Damit ist jeder Bewerber grundsätzlich verdächtig?
Neu-Managern werden grundsätzlich keine verbrecherischen Absichten unterstellt. Doch in allen Phasen der Personalgewinnung können Verdachtsmomente überprüft und ausgeräumt werden.

Wie unterstützen Headhunter dabei das Unternehmen?
Schon bei der Analyse möglicher Zielfirmen, aus denen künftige Leistungsträger abgeworben werden könnten. Vor der Direktansprache potentieller Kandidaten sind die Schlüsselfragen geklärt: Welche ethischen, juristischen, operativen Wettbewerbsgebote sind zu beachten? Wie glaubwürdig ist der brancheninterne Wechsel des Leistungsträgers für künftige Kundenbeziehungen? Welche mittelbaren Konsequenzen hat der Wechsel der Führungskraft für das Konkurrenzverhältnis?
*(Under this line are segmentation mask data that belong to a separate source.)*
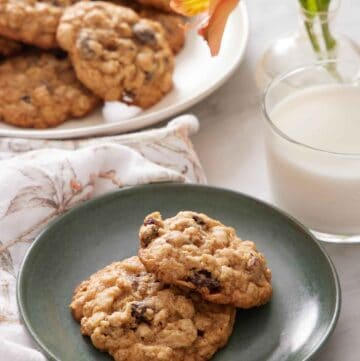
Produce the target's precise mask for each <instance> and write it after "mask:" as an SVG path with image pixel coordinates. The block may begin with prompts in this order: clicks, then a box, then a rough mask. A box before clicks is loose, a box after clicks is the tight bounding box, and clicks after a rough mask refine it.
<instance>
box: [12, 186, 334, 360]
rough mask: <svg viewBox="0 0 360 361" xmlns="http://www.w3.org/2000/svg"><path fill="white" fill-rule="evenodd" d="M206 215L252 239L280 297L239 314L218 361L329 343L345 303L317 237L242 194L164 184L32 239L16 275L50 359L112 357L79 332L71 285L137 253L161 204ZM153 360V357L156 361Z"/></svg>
mask: <svg viewBox="0 0 360 361" xmlns="http://www.w3.org/2000/svg"><path fill="white" fill-rule="evenodd" d="M189 209H190V210H195V211H201V212H205V213H207V214H208V215H210V216H211V217H215V218H218V219H220V220H221V221H222V222H224V223H225V224H227V225H231V226H233V227H235V228H236V230H237V232H238V234H239V235H241V237H242V238H249V239H252V240H254V241H256V243H257V245H258V248H259V249H260V250H261V251H262V252H263V253H264V254H265V255H266V257H267V259H268V264H269V266H270V267H271V269H272V272H273V286H274V295H273V298H272V300H271V302H270V303H269V304H268V305H266V306H264V307H261V308H258V309H252V310H248V311H242V310H239V311H238V315H237V320H236V325H235V329H234V333H233V335H232V337H231V339H230V341H229V343H228V345H227V346H226V347H225V348H224V349H223V350H221V351H219V352H218V353H217V354H216V356H215V357H214V358H213V360H214V361H237V360H239V361H240V360H241V361H264V360H267V361H270V360H271V361H280V360H284V361H285V360H291V361H304V360H309V359H311V357H312V356H313V355H314V354H315V353H316V352H317V351H318V350H319V348H320V347H321V346H322V345H323V344H324V342H325V341H326V339H327V338H328V337H329V335H330V334H331V331H332V330H333V329H334V327H335V324H336V321H337V318H338V315H339V310H340V286H339V281H338V278H337V275H336V271H335V269H334V266H333V265H332V263H331V261H330V259H329V257H328V256H327V255H326V254H325V253H324V251H323V250H322V249H321V247H320V246H319V244H318V243H317V242H316V241H315V240H314V238H313V237H312V236H311V235H310V234H309V233H308V232H307V231H306V230H305V229H304V228H303V227H302V226H301V225H299V224H298V223H296V222H295V221H294V220H292V219H290V218H289V217H288V216H286V215H284V214H283V213H281V212H279V211H278V210H276V209H274V208H272V207H270V206H269V205H266V204H264V203H262V202H260V201H257V200H255V199H253V198H250V197H247V196H244V195H242V194H239V193H235V192H231V191H227V190H222V189H216V188H211V187H204V186H193V185H176V184H160V185H150V186H141V187H134V188H128V189H124V190H120V191H118V192H116V193H112V194H109V195H106V196H104V197H100V198H98V199H95V200H92V201H89V202H86V203H85V204H83V205H82V206H80V207H78V208H76V209H73V210H71V211H70V212H68V213H67V214H65V215H64V216H63V217H61V218H59V219H57V220H56V221H55V222H53V223H52V224H51V225H50V226H49V227H47V229H45V231H43V232H42V234H41V235H40V236H39V237H38V238H37V239H36V241H35V242H34V243H33V245H32V247H31V249H30V250H29V252H28V253H27V256H26V257H25V260H24V263H23V266H22V269H21V271H20V274H19V278H18V302H19V307H20V311H21V313H22V316H23V319H24V322H25V325H26V327H27V329H28V330H29V332H30V333H31V335H32V336H33V338H34V339H35V340H36V342H37V343H38V344H39V345H40V347H41V348H42V350H43V351H44V352H45V353H46V354H47V355H48V356H49V358H50V359H54V360H59V361H93V360H94V361H95V360H97V361H99V360H110V357H109V356H107V355H106V354H103V353H101V352H98V351H97V350H96V349H95V348H94V347H92V346H91V343H90V342H89V340H88V339H87V338H84V337H82V336H81V335H80V330H79V326H78V324H77V323H76V322H75V321H74V320H73V319H72V317H71V315H70V312H69V309H68V304H69V302H70V300H71V296H72V292H73V289H74V287H75V286H76V285H77V284H78V283H79V282H80V281H82V280H83V279H85V278H87V277H88V276H89V275H90V274H92V273H93V272H95V271H97V270H98V269H99V268H102V267H104V266H105V265H107V264H109V263H110V262H113V261H115V260H120V259H122V258H125V257H128V256H131V255H135V254H136V250H137V247H138V241H137V233H138V228H139V225H140V224H141V222H142V220H143V218H144V216H145V215H146V214H147V213H149V212H152V211H154V210H160V211H161V213H162V214H163V215H164V216H172V215H174V214H175V213H176V212H178V211H180V210H189ZM154 361H155V360H154Z"/></svg>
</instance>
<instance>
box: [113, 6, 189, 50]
mask: <svg viewBox="0 0 360 361" xmlns="http://www.w3.org/2000/svg"><path fill="white" fill-rule="evenodd" d="M112 2H113V3H115V4H117V5H121V6H126V7H129V8H131V9H132V10H134V11H135V12H136V13H138V14H139V15H140V17H142V18H146V19H150V20H154V21H157V22H158V23H160V24H161V26H162V27H163V29H164V31H165V37H166V40H167V41H168V43H169V45H170V48H171V50H172V51H173V53H174V54H177V53H178V52H179V51H180V50H181V49H182V48H183V47H184V44H185V25H186V19H185V17H184V16H182V15H178V14H169V13H165V12H163V11H159V10H156V9H153V8H150V7H147V6H142V5H140V4H138V3H135V2H133V1H131V0H113V1H112Z"/></svg>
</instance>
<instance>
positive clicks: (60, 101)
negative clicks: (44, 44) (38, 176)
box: [0, 51, 99, 128]
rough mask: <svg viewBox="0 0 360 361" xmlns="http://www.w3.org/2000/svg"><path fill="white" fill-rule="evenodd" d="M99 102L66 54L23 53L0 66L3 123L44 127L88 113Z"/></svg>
mask: <svg viewBox="0 0 360 361" xmlns="http://www.w3.org/2000/svg"><path fill="white" fill-rule="evenodd" d="M98 102H99V99H98V98H97V97H96V96H94V95H93V94H91V93H90V91H89V90H87V89H86V88H85V87H84V86H83V85H82V84H81V83H80V82H79V81H78V80H77V78H76V76H75V73H74V70H73V68H72V66H71V63H70V61H69V59H68V58H67V54H66V53H63V52H60V51H57V52H54V53H47V52H46V53H37V52H34V53H26V54H21V55H19V56H15V57H12V58H9V59H6V60H4V61H3V62H2V63H1V64H0V120H3V121H4V122H6V123H9V124H13V125H16V126H19V127H27V128H47V127H51V126H55V125H58V124H60V123H63V122H64V121H65V120H67V119H69V118H77V117H82V116H84V115H86V114H88V113H89V112H91V111H92V110H93V109H94V108H95V107H96V105H97V104H98Z"/></svg>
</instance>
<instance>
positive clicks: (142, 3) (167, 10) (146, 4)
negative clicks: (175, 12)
mask: <svg viewBox="0 0 360 361" xmlns="http://www.w3.org/2000/svg"><path fill="white" fill-rule="evenodd" d="M137 2H138V3H140V4H142V5H145V6H151V7H154V8H156V9H158V10H161V11H165V12H168V13H173V12H174V10H173V9H172V8H171V6H170V0H137Z"/></svg>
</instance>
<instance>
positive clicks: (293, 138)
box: [261, 60, 360, 158]
mask: <svg viewBox="0 0 360 361" xmlns="http://www.w3.org/2000/svg"><path fill="white" fill-rule="evenodd" d="M344 62H345V63H351V61H338V60H321V61H318V62H315V63H313V64H310V65H304V66H301V67H298V68H296V69H293V70H290V71H288V72H285V73H283V74H280V75H278V76H276V77H275V78H274V79H272V80H271V81H270V82H269V84H268V85H267V86H266V87H265V90H264V91H263V93H262V99H261V109H262V113H263V115H264V116H265V119H266V121H267V122H268V124H269V125H270V127H271V128H272V130H273V131H274V132H275V133H276V134H277V135H278V136H280V137H281V138H283V139H284V140H286V141H288V142H290V143H292V144H295V145H297V146H299V147H302V148H305V149H309V150H312V151H315V152H321V153H324V154H330V155H335V156H341V157H349V158H354V157H357V158H359V157H360V152H358V153H344V152H335V151H331V150H326V149H322V148H317V147H314V146H311V145H309V144H306V143H303V142H300V141H298V140H296V139H294V138H292V137H290V136H289V135H287V134H286V133H284V132H283V131H282V130H280V128H279V127H277V126H276V125H275V123H274V122H273V121H272V119H271V116H270V114H269V111H268V107H267V102H266V100H267V97H268V93H269V92H270V91H271V89H272V88H273V87H275V86H276V85H279V84H280V83H281V82H283V81H284V80H285V79H287V78H289V77H291V76H292V75H296V74H299V73H302V72H304V71H306V70H310V69H315V68H318V67H324V66H325V65H327V64H339V63H344Z"/></svg>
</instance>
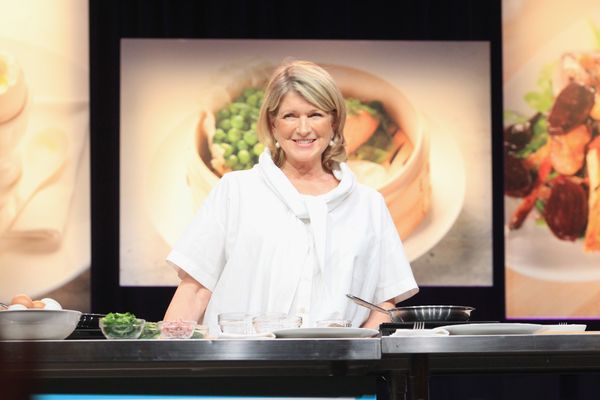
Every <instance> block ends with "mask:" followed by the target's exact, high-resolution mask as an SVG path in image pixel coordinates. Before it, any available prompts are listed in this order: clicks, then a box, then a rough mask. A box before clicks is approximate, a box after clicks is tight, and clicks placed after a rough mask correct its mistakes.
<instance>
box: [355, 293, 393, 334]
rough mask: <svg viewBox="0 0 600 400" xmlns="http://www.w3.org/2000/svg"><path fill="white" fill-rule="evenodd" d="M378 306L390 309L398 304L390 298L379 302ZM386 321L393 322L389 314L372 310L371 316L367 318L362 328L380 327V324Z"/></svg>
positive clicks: (369, 314) (364, 322)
Wie gehen Headhunter mit Verdachtsrisiken um?
Mit Methode bei der Direktansprache und Transparenz in der Vorauswahl der Kandidaten. Die souveräne, systematische Recruiting-Strategie sichert ein vertrauensvolles Arbeitsklima für alle Beteiligten.

Herr Petersen, Danke für das Gespräch.